Thinking Out Loud: Kubernetes Networking

A senior SRE's internal monologue while working through a real Kubernetes networking issue. This isn't a tutorial — it's a window into how experienced engineers actually think.

The Situation

A developer reports that their new microservice order-validator can reach the inventory-service from their local laptop via port-forward, but when deployed to the cluster, the service-to-service call times out. Both services are in the commerce namespace. It "worked in staging" and this is the production cluster.

The Monologue

Okay, classic "works locally but not in-cluster" networking issue. These are usually one of three things: NetworkPolicy blocking traffic, DNS resolution failure, or a service/selector mismatch. Let me figure out which one.

First, let me verify the basics — are both services actually running and healthy?

kubectl get pods -n commerce -l app=order-validator -o wide
kubectl get pods -n commerce -l app=inventory-service -o wide

Both running. Good. Now let me check if the Service object for inventory-service is actually selecting the right pods.

kubectl get svc inventory-service -n commerce -o yaml | grep -A 5 selector
kubectl get endpoints inventory-service -n commerce

Service selector is app: inventory-service, and the endpoints show 3 IPs. Those match the pod IPs I saw above. So the Service -> Pod wiring is correct. Not a selector mismatch.

Now let me test DNS from inside the order-validator pod.

kubectl exec -it order-validator-5d8f7b-k9x2m -n commerce -- nslookup inventory-service.commerce.svc.cluster.local

DNS resolves fine. Returns the ClusterIP 10.96.118.42. So DNS is working.

Let me try the actual connection from inside the pod.

kubectl exec -it order-validator-5d8f7b-k9x2m -n commerce -- curl -v --connect-timeout 5 http://inventory-service:8080/health

Connection timed out. So the pod can resolve the DNS name but can't reach the service on port 8080. Let me try reaching the pod IP directly to bypass the Service.

kubectl exec -it order-validator-5d8f7b-k9x2m -n commerce -- curl -v --connect-timeout 5 http://10.244.2.15:8080/health

That also times out. So it's not a kube-proxy/iptables issue — the pod network itself can't reach the target. This narrows it down to either a NetworkPolicy or a CNI issue.

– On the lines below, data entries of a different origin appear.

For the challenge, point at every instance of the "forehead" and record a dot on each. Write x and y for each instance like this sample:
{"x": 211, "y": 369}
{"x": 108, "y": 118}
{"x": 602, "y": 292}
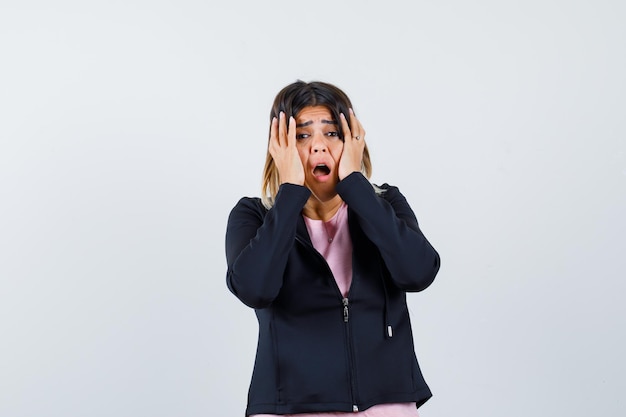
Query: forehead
{"x": 314, "y": 114}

Mental Model: The Network Debugging Ladder

Test connectivity in layers: DNS resolution -> ClusterIP -> Pod IP -> same-node pod vs cross-node pod. Each layer that fails tells you where the problem is. If ClusterIP fails but Pod IP works, it's kube-proxy. If Pod IP fails, it's CNI or NetworkPolicy. If same-node works but cross-node fails, it's the overlay or underlay network.

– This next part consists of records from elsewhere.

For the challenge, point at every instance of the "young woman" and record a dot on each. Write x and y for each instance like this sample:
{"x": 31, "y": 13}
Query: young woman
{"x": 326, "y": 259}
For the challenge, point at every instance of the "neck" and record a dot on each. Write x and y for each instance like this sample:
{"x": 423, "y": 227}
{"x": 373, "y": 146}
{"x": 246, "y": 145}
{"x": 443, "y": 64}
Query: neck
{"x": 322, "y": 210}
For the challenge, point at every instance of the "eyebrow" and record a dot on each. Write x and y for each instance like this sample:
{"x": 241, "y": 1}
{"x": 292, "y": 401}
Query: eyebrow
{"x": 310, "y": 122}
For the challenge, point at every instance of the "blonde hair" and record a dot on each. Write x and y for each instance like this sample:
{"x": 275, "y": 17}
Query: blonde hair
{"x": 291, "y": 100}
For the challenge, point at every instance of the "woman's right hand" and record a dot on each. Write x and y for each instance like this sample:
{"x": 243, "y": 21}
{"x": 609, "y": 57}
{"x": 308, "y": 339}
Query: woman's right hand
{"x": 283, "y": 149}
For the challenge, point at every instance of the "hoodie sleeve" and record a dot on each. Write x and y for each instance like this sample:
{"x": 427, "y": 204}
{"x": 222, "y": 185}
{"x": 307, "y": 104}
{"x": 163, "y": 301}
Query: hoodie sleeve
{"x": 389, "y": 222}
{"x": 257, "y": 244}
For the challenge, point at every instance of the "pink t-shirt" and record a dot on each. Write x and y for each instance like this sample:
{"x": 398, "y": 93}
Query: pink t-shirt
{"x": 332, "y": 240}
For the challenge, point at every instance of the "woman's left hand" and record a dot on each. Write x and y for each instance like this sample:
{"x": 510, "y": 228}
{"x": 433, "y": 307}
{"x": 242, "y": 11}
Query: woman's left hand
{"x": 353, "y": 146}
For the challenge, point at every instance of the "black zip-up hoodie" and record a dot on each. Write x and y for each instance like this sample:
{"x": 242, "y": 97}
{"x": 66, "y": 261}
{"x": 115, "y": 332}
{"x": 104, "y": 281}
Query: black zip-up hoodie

Let me check if there are NetworkPolicies in this namespace.

kubectl get networkpolicy -n commerce

Ah ha. There are two policies: default-deny-ingress and allow-frontend-to-api. So there's a default deny policy in production. This is the "worked in staging" clue — staging probably doesn't have the deny-all policy.

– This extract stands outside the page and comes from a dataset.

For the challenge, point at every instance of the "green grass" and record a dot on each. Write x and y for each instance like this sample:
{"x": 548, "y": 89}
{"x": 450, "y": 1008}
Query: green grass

The allow-frontend-to-api policy probably only allows traffic from the frontend pods. The new order-validator service needs its own ingress rule on inventory-service.

kubectl get networkpolicy allow-frontend-to-api -n commerce -o yaml

Yep. The policy allows ingress on port 8080 from pods with label role: frontend. The order-validator pod doesn't have that label. So the NetworkPolicy is blocking the traffic.

I almost just slapped the role: frontend label on the order-validator pod, but that's wrong — it's not a frontend service, and that label might grant access to other things too. I need to create a proper policy.

Mental Model: Principle of Least Privilege in Network Policies

Never widen an existing policy to fit a new service. Create a specific policy that grants exactly the access needed. Reusing labels like "role: frontend" for services that aren't frontends creates implicit trust relationships that will bite you during the next security audit.

cat <<'EOF' | kubectl apply -f -
apiVersion: networking.k8s.io/v1
kind: NetworkPolicy
metadata:
  name: allow-order-validator-to-inventory
  namespace: commerce
spec:
  podSelector:
    matchLabels:
      app: inventory-service
  policyTypes:
    - Ingress
  ingress:
    - from:
        - podSelector:
            matchLabels:
              app: order-validator
      ports:
        - port: 8080
          protocol: TCP
EOF

Let me verify it worked.

kubectl exec -it order-validator-5d8f7b-k9x2m -n commerce -- curl -v --connect-timeout 5 http://inventory-service:8080/health

200 OK. Traffic is flowing. Let me also verify the developer's actual use case — the gRPC call their service makes, not just the health endpoint.

kubectl logs order-validator-5d8f7b-k9x2m -n commerce --tail=10

Good — no more connection timeout errors. Orders are being validated.

Now, before I call this done, I need to think about what else might be affected. Is there a CI/CD pipeline that deploys NetworkPolicies? I don't want my manual policy to get blown away on the next deploy.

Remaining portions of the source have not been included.